Since the age of 6, Bert Davis dreamed of becoming a rodeo clown, and his dream came true. He will be this year's funny man for the 116th World's Oldest Continuous Rodeo in Payson.
Raised in Oakdale, Calif., Bert was exposed to the sport of rodeo at a young age, but he wasn't interested in riding bucking broncs or raging bulls. He wanted to entertain rodeo fans and be the safeguard for the cowboys he wanted to be the rodeo clown.
For the past 24 years, Davis has made audiences smile and laugh with his animal tricks and knee-slapping jokes. But until two years ago, clowning around in the rodeo arena was just a hobby for Davis, who made trucking and family life his primary occupations. With time and patience, however, his childhood dream came true and Davis became a full-time traveling rodeo clown.
"This is really hard for him because he is such a family man," his wife, Rhonda Davis, said. "He's only home for about three days every six weeks, but he does take our son with him for up to two months sometimes."
Davis' two children, 13-year-old Cody and 15-year-old Cheyenne, often help their father perform and have amassed extensive rodeo resumes of their own.
Davis began his rodeo clown career at the age of 16, making him one of the youngest performers in the business. He performed with his trusty steed, Professor, considered to be one of the smartest trick horses in the business.

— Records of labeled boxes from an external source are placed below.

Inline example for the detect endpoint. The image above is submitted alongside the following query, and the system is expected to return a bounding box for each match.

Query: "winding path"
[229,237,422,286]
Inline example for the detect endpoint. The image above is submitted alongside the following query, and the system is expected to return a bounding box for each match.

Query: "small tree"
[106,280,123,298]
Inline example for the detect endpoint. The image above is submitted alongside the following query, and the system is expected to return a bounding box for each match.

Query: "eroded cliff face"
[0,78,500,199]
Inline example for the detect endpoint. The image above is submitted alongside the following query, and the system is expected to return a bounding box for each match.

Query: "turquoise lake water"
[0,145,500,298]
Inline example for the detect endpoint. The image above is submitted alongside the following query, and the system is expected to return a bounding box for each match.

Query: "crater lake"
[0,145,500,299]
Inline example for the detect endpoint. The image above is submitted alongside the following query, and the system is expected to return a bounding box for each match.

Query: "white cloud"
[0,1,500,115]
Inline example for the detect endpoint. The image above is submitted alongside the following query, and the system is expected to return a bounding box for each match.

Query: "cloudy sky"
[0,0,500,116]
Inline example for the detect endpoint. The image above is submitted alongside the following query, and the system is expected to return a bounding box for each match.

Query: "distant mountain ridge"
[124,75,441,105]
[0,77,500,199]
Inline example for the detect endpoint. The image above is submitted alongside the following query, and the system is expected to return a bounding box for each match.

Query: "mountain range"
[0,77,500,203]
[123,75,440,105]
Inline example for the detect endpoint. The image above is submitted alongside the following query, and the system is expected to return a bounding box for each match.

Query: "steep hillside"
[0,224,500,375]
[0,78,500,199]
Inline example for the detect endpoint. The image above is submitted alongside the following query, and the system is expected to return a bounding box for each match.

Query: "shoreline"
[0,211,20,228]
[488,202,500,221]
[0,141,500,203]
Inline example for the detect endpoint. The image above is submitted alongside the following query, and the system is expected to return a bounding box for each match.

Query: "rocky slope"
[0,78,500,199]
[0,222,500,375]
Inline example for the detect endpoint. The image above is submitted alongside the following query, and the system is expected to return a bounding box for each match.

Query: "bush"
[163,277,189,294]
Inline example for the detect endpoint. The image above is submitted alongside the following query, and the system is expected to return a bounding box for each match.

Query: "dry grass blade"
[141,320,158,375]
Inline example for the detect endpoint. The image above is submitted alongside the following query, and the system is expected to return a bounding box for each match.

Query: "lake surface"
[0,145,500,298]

Professor has since died, but Davis still doesn't leave his performances to chance. He faithfully conducts a good-luck ritual before each performance. A full face of red with white circles and dots make up his trademark clown's face, and although he might slightly alter his act from time to time, the face makeup goes untouched. His outer appearance isn't his only good luck charm,
"Before he leaves for every show, Bert prays at Professor's grave, thanking the horse for the start and wishing he were still his partner in crime," Rhonda said. "(It) makes me cry every time."